The evening news came on—local, not national. Canned music blared like trumpets at a medieval fair. It was the same canned music he’d heard on several local news shows throughout the west. He thought they must all go to the same canned-news-music provider.

Behind the boyish-looking anchor and the female anchor in the blue suit, words flashed large on the screen: “Midtown Shooting.”

Ted Landigran, the boyish anchor, adopted a grave expression. “We now bring you live to the scene of a shooting in midtown where three people are dead. We have a reporter on the scene. Gary, tell me what you know.”

They went live to Gary, who looked a lot like Ted Landigran, except his hair was brown and Landigran’s was blond. He gripped the microphone hard, his voice strained. Still, he did a decent job.

There had been shots fired and a man screaming.

A jogger who lived in the neighborhood heard shots around three thirty in the afternoon and called the police.

The door to what looked like a duplex was open and in the garish light of the camera Landry saw what might or might not be a small section of a blue-jeaned leg. According to the news report, there were two bodies in the front room, and one in the back bedroom.

Back to Ted Landigran. He looked deadly serious. His handsome face had been transformed into a full frown, his eyes large and sad. When he spoke, he didn’t have the bantering tone he’d used for the Street Fair story. His voice was now measured and sad.

Footage ran of a police officer unspooling crime scene tape from a wheel, walking carefully around the edge of the house. The duplex was probably built in the seventies—fired-brick adobe painted over with white. The camera panned to a car in the driveway, then to a couple of people inside the doorway, barely visible, wearing what looked to be hazmat suits. One big guy stood there, his latex-gloved arms hanging out from his side, ignoring the camera.

Ted Landigran did not give the names of the three people in the duplex. But Landry could guess who they were.

He would know soon enough if he was right.

A knot of people stood nearby. One of them was being interviewed by the reporter. They’d all heard shots fired. They’d all heard a car drive away at a high rate of speed.

Ten minutes later, the victims were identified. Landry didn’t recognize the names: Gary Short, James Berk, and Amy Diehl. But he recognized the photos that flashed on the screen not long after.

Two of them—one of the men and the woman—had manned the checkpoint the day Landry had driven through, right before the third member of the group was shot to death.

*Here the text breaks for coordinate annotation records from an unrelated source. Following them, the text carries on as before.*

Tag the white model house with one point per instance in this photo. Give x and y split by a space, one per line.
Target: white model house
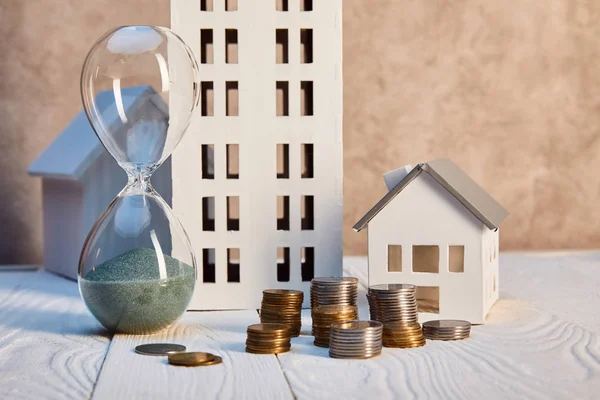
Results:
437 229
80 179
271 110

More information came in. One witness described the car, a late-model white subcompact. The car had sideswiped a pole with the right front fender.

Landry got up, turned the TV off and the light out and stood back five feet
from the window. He could see his rental car from here, the white Nissan Versa.

It was still nose-in to the other car. But now he could see that there was a difference to the shape of the hood. Now that he looked. The hood looked bent up just a little on the right side.

Something had changed. He didn’t know what, but he trusted his instincts. The dull electric feeling in his jaw was back.

He grabbed the few things he’d left out in the room, once again glad he’d taken the time to leave the run bag and its contents in the storage facility. He left the TV on, and the bathroom light, and pocketed the key. He’d throw it in the nearest Dumpster he could find. He wiped down everything with a towel from the bathroom just to be on the safe side. Made sure no one saw him before walking around the end of the top floor and down the steps past the pool. It was full dark now, but there were plenty of lights. He kept to the shadows and started walking.

Sure enough, two city police cars swooped by—no sirens but they had their flashers going and the light bars on. They slowed and turned into The Satellite INN parking lot, and gunned around the back.